Our goal was to reduce the cost of the Elastic cluster and improve performance.
I led a team of 4 members. My responsibilities included designing the architecture, developing core components, and mentoring new team members.
Every month, our transaction volume was increasing by 30%. Despite increasing spending, we struggled to scale efficiently. Initially, we managed 200GB of uncompressed JSON data, spending $14,000 monthly on the Elastic cluster. Response times were slow (400ms) and throughput was low, with no ability to update data.
Our main focus was on scaling the Elastic cluster dynamically according to demand. At month-end, our load peaked at 200,000 transactions per minute. We needed to optimize storage space and cleanup processes.
flowchart LR
M_S(Transformer Consumer)
R_S(Transformer Consumer)
Re_S(Service)
C_S(Compaction Service)
Re1(REST Service)
C((Clients))
M[(Mongo)]
R(RabbitMQ)
Re(REST)
D((Direct))
E[(Elastic Search)]
M_K[Mongo Topic]
R_K[RabbitMQ Topic]
A_K[All Transaction Topic]
C_K[Compacted Transaction Topic]
M-->M_K-->M_S
R-->R_K-->R_S
M_S-->A_K
R_S-->A_K
Re_S-->A_K
D-->A_K
A_K-->C_S
Re-->Re_S
C_S-->C_K
C_K-->E
E-->Re1
Re1-->C
Previously, data was stored in daily indices, which was inefficient for searching across date ranges and updating data. We optimized this by maintaining a single 'transactions' index with two replicas for data redundancy. Each operation was routed based on a hash key (user ID) to ensure all operations for a user were handled by the same server, reducing query times.
We planned and executed a migration strategy (E) from ElasticSearch to OpenSearch. This ensured data integrity and zero downtime through live data replication and failover mechanisms (G).
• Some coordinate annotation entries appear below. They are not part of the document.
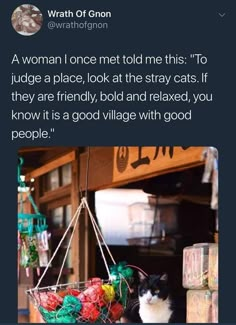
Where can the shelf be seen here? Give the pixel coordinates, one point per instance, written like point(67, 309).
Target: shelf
point(65, 271)
point(59, 231)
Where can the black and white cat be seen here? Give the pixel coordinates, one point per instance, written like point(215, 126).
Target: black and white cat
point(154, 303)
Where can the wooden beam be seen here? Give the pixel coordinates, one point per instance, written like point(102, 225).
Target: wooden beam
point(100, 168)
point(137, 163)
point(57, 194)
point(63, 160)
point(33, 149)
point(103, 171)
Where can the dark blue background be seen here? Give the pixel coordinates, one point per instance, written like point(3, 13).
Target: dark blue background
point(148, 27)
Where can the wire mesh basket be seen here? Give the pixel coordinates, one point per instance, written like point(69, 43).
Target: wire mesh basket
point(93, 301)
point(84, 302)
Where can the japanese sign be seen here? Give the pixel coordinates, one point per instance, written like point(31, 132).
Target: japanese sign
point(138, 162)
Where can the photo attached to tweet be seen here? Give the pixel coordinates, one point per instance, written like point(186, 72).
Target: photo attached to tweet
point(117, 234)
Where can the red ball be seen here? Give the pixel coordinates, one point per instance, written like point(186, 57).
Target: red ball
point(49, 300)
point(89, 312)
point(116, 310)
point(95, 294)
point(93, 281)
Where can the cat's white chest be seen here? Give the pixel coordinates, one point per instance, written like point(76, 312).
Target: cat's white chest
point(159, 312)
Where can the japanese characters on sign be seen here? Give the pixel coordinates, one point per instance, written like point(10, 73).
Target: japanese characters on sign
point(135, 162)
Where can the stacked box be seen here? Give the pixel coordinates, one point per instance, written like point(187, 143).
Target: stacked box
point(195, 266)
point(200, 275)
point(213, 267)
point(215, 307)
point(199, 306)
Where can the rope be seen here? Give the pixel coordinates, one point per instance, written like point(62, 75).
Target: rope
point(98, 240)
point(87, 174)
point(58, 246)
point(68, 247)
point(99, 231)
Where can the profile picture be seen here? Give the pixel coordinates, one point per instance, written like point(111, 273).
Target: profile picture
point(27, 19)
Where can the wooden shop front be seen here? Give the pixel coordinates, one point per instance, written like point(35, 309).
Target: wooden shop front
point(63, 175)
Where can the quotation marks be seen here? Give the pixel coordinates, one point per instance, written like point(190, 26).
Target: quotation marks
point(31, 134)
point(52, 131)
point(122, 158)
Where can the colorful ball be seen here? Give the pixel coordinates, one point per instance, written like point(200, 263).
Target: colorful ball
point(109, 292)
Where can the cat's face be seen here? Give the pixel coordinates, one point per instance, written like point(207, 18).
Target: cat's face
point(153, 288)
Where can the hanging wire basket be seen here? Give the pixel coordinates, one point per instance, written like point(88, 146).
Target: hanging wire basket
point(93, 301)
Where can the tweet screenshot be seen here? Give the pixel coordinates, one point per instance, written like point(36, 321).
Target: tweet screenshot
point(117, 164)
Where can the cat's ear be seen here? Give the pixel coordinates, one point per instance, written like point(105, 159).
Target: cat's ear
point(141, 276)
point(164, 277)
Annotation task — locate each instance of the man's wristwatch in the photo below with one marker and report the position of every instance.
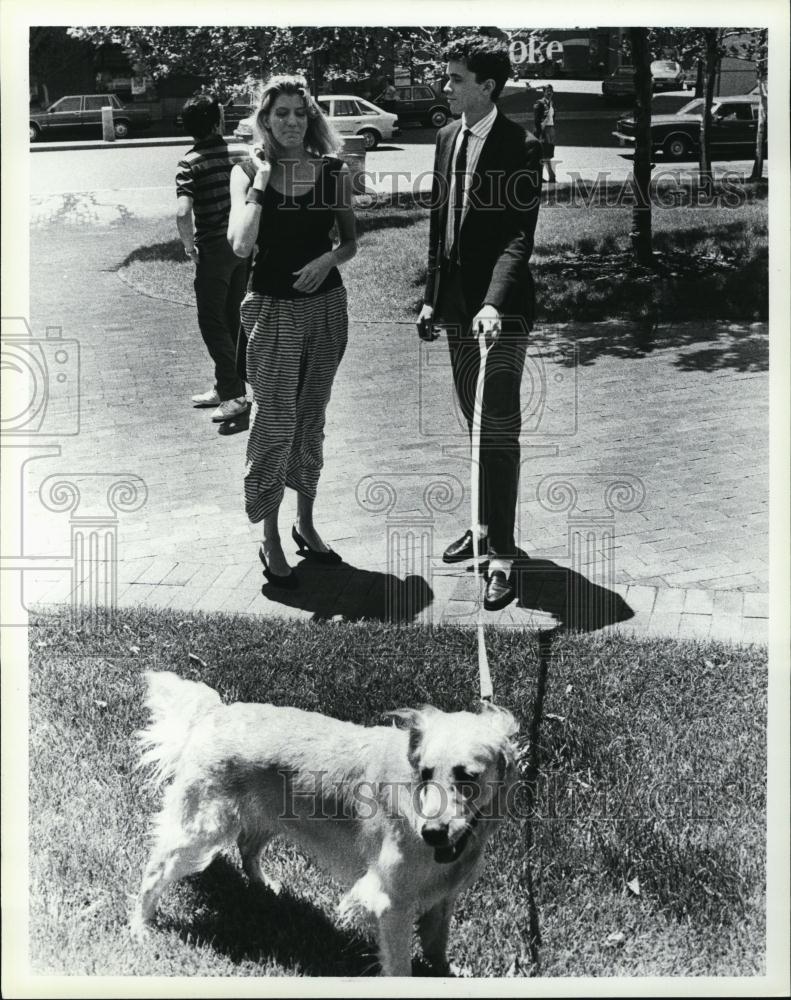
(254, 197)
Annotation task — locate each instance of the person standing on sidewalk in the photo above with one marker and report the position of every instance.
(288, 198)
(544, 118)
(204, 202)
(479, 283)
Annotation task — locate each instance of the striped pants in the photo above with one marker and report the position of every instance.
(293, 351)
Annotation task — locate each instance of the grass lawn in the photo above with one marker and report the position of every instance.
(647, 829)
(713, 263)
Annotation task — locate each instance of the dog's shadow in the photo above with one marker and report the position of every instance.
(250, 923)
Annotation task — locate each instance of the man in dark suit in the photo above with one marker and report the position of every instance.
(487, 184)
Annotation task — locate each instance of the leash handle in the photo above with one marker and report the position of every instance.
(484, 674)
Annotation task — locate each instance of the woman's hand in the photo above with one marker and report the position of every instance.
(263, 168)
(311, 276)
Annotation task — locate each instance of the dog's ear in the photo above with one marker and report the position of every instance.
(412, 719)
(500, 718)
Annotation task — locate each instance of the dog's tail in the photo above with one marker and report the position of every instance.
(175, 705)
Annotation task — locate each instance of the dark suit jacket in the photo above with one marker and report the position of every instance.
(496, 236)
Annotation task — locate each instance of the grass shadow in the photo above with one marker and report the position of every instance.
(249, 923)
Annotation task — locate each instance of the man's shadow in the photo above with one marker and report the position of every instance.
(249, 923)
(353, 593)
(574, 601)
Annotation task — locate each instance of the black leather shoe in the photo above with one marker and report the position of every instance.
(461, 549)
(329, 558)
(500, 591)
(288, 582)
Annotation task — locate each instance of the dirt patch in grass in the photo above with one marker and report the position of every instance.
(646, 828)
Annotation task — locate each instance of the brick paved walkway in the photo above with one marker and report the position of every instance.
(644, 482)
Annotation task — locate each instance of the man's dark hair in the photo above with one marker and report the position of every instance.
(200, 114)
(487, 58)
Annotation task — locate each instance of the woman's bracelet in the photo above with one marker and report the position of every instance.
(254, 197)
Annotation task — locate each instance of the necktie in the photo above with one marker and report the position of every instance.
(459, 172)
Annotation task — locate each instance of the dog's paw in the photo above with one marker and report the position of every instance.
(139, 930)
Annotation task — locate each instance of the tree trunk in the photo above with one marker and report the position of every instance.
(641, 213)
(760, 139)
(711, 65)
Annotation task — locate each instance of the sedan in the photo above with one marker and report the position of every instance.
(348, 115)
(734, 125)
(666, 74)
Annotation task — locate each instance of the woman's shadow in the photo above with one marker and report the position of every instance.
(354, 593)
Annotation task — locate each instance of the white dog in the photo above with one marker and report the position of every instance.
(399, 814)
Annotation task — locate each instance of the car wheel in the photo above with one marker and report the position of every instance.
(677, 147)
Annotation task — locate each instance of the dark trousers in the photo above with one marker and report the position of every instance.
(501, 418)
(220, 279)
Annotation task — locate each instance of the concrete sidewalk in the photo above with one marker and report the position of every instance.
(644, 482)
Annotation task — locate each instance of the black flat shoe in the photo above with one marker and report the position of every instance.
(288, 582)
(461, 549)
(330, 558)
(500, 591)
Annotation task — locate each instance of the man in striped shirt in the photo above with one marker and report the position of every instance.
(204, 202)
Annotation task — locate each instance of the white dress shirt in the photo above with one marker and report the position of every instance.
(478, 133)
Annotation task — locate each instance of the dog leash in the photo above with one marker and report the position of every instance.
(484, 673)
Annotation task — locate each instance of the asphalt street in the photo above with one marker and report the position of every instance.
(149, 172)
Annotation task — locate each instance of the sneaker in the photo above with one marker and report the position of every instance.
(230, 408)
(208, 398)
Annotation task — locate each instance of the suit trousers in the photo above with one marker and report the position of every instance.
(220, 278)
(501, 418)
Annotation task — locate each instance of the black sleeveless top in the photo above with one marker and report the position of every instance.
(293, 230)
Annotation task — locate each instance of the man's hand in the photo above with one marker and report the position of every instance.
(426, 330)
(487, 323)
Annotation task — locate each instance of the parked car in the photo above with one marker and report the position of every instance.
(84, 112)
(734, 124)
(419, 105)
(234, 110)
(666, 74)
(348, 115)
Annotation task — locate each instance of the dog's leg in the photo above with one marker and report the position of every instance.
(433, 927)
(168, 864)
(250, 847)
(395, 942)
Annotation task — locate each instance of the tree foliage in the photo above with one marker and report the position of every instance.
(233, 58)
We used dual writes via Kafka to ensure updates were consistent across databases before switching over.
flowchart LR
C_K[Compacted Transaction Topic]
E_C[(Elastic Search Current)]
E_N[(Elastic Search New)]
Re(REST)
C_K-->E_C
C_K-->E_N
E_C-->Re
E_N-.->Re
To reduce Elastic updates, we batched updates through a compaction process, which managed data ingestion from multiple sources and removed out-of-order situations.
We used Kafka with a key as user id to eliminate out-of-order data issues.
We achieved a significant improvement in response time, reducing it from 400ms to 20ms. Through load testing, we increased throughput tenfold with the new architecture. Moreover, we reduced monthly costs by $10,000, from $14,000 to $4,000. Updates to ElasticSearch were drastically reduced, and we successfully executed a zero-downtime migration without data loss.